También, en contraposición al desarrollo atmosférico e indirecto pergeñado por Stoker —a excepción del trepidante final tan propio del autor—, nos presenta una historia mucho más dinámica, salpicada de eventos crudos, literales, que interpelan al espectador sin ambages. Así, aunque el tono es ominoso, sacrifica la tensión por el efecto, relegando a pinceladas nudos argumentales tan emblemáticos como la epidemia de la Demeter o el asedio al dormitorio de Lucy. El efectismo pasa por encima de cualquier otra consideración.

Una vuelta de tuerca más: todas las lecturas sexuales subyacentes que se han achacado a la novela, y cuya intencionalidad voluntaria o subconsciente todavía se debate, pasan a mostrarse en primer plano y sin medias tintas: bestialismo, homosexualidad, poligamia, necrofilia... El erotismo de la historia ya no es discutible, ni siquiera una evidencia, sino el motor de toda la trama. Porque el Drácula de Bram Stoker de Coppola es, para más inri, una historia de amor.

Podríamos seguir así varias páginas, pero no tiene sentido. Cualquiera que haya leído la novela y visto la película en un lapso de tiempo reducido podrá sacar cuantas infidelidades desee, casi tantas como en cualquier fantasía macabra de la Hammer en sus horas bajas. Entonces, ¿por qué ese subtítulo? ¿Hay cierto recochineo en el planteamiento de Coppola, algún ardid comercial? Desde luego, si este es el Drácula de Bram Stoker, el autor no estuvo muy fino a la hora de plasmarlo...

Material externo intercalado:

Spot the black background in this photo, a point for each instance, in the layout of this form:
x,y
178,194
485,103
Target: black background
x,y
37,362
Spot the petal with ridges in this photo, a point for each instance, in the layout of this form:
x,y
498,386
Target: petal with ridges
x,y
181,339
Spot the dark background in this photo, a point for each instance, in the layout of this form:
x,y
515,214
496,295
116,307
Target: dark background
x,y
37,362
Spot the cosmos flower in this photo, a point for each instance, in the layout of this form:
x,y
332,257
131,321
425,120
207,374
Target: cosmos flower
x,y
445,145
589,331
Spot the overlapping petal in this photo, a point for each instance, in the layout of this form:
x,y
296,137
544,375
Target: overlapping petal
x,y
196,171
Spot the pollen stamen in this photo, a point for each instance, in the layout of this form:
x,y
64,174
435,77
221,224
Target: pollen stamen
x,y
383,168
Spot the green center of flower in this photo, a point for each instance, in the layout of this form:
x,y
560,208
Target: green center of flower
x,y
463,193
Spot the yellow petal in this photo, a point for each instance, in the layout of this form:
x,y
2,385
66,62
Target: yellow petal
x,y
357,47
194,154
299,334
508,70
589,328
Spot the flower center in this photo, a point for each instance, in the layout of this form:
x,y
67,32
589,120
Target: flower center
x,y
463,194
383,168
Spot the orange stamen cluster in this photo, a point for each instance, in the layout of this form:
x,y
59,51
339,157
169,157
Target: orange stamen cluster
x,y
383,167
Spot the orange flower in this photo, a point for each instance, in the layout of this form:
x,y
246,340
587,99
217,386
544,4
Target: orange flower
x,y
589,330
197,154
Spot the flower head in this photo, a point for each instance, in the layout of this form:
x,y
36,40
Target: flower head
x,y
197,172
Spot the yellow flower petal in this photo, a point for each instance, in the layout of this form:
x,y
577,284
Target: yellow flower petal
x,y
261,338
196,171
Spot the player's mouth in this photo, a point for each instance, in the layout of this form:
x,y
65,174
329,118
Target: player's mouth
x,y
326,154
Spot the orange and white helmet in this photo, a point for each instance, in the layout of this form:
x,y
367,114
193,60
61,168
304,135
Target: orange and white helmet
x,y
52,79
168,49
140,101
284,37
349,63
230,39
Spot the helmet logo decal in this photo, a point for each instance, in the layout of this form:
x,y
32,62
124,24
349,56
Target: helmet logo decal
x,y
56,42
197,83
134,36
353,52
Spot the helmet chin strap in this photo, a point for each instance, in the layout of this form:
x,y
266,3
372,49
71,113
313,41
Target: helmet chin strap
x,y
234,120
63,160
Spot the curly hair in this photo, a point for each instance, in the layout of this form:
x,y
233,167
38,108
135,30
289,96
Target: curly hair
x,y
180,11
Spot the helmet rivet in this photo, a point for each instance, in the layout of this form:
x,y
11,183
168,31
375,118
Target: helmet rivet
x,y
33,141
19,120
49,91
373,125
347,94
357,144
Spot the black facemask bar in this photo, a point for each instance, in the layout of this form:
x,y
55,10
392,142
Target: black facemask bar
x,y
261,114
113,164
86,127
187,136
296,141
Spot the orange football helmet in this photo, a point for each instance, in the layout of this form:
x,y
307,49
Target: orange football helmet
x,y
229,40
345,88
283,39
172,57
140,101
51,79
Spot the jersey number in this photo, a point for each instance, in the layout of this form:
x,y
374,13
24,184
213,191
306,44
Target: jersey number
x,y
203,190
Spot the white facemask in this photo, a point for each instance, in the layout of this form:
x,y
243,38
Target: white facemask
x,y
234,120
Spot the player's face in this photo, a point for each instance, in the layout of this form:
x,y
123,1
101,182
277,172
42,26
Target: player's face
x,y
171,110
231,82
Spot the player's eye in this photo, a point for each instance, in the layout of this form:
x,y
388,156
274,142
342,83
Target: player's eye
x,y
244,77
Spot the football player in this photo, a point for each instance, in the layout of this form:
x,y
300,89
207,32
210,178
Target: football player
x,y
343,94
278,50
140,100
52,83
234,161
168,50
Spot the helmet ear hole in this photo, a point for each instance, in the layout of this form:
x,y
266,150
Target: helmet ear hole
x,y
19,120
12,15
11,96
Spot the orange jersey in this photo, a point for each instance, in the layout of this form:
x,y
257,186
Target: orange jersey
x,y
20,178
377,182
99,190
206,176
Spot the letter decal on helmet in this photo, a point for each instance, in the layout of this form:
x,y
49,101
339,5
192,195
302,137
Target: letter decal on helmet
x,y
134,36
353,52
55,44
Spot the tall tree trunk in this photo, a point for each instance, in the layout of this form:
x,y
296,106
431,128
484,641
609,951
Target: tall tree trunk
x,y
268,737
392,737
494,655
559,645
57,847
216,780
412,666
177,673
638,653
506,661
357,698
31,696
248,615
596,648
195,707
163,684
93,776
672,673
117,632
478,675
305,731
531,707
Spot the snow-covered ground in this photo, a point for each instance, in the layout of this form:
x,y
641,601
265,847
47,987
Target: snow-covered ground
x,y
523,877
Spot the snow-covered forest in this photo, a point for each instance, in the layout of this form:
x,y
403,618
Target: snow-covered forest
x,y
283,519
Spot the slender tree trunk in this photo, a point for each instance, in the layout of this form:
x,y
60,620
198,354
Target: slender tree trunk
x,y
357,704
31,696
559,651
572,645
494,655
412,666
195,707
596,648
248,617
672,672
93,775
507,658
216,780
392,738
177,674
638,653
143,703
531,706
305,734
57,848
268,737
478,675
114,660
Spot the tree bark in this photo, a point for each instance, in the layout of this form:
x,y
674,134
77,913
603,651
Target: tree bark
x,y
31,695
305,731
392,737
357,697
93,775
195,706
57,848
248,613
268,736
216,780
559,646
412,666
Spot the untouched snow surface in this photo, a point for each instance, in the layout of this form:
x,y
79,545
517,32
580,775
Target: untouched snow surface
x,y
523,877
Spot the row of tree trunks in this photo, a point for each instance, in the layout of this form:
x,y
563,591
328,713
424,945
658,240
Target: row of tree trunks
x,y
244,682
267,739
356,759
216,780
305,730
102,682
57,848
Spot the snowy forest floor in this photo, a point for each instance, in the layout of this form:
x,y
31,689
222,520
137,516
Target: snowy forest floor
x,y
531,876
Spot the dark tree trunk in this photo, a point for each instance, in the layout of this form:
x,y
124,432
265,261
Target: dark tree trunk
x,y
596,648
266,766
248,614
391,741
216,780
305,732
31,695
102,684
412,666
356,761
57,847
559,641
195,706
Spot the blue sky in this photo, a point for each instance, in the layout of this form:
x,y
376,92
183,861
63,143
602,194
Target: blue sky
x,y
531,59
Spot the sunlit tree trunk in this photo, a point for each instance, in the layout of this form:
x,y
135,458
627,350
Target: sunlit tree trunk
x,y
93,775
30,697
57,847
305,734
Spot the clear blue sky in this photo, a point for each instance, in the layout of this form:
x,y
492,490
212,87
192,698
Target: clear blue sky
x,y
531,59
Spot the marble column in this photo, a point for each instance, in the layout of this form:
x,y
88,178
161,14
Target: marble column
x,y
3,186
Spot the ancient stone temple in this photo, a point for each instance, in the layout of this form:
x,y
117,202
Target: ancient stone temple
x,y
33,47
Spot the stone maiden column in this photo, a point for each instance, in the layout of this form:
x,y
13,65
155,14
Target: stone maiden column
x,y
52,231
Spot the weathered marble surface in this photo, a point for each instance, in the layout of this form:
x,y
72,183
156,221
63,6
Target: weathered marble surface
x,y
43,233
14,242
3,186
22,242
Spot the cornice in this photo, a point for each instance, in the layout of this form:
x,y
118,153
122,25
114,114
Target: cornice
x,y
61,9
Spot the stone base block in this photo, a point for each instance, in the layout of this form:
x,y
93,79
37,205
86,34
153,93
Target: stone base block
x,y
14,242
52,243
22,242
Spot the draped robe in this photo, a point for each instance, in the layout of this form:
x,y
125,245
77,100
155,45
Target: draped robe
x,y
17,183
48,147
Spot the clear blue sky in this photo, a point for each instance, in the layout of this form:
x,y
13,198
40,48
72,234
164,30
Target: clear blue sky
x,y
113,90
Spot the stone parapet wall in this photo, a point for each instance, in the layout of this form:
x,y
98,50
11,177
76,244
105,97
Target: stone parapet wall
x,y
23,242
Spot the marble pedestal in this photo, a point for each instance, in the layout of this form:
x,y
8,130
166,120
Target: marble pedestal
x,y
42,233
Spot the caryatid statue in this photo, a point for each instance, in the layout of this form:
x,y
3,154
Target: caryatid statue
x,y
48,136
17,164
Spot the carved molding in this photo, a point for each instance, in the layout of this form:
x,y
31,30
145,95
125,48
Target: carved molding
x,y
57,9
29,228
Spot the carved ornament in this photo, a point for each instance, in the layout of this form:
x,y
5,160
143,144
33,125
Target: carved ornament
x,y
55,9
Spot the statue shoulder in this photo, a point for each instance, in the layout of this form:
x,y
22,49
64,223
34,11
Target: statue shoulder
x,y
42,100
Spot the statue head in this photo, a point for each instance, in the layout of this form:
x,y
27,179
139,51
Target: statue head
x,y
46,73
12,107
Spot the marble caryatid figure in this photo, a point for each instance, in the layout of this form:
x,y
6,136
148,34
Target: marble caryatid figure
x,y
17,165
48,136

Y, a pesar de todo, creo que sí había un intento de fidelidad en la película. Al menos, de fidelidad al Drácula que en la mente de Coppola sugirió —o pudo sugerir— la obra de Stoker. No una transcripción, sino una búsqueda de lo que palpitaba bajo las páginas, adaptado, además, para el espectador contemporáneo. Por eso, el remedo de verosimilitud se trastoca en un escenario espectral más acorde con lo esperado por el público actual; por eso el erotismo chocante y retorcido que se pudo interpretar en el siglo XIX, entrelíneas, en la novela, se trasmuta en una continuada orgía desbocada de simbolismo y efectos especiales. Por eso, en definitiva, el protagonismo en la trama bascula hacia los pastos que habían quedado en la penumbra en el original.

Coppola intenta recrear, con su infidelidad, al vampiro que vislumbró en la novela, la tragedia no mencionada en el arquetipo, y, como su protagonista reinventado, no tiene reparos en desafiar a la máxima voluntad, al creador, para llevarlo a cabo. Ahora, que cada cual juzgue lo que ha conseguido.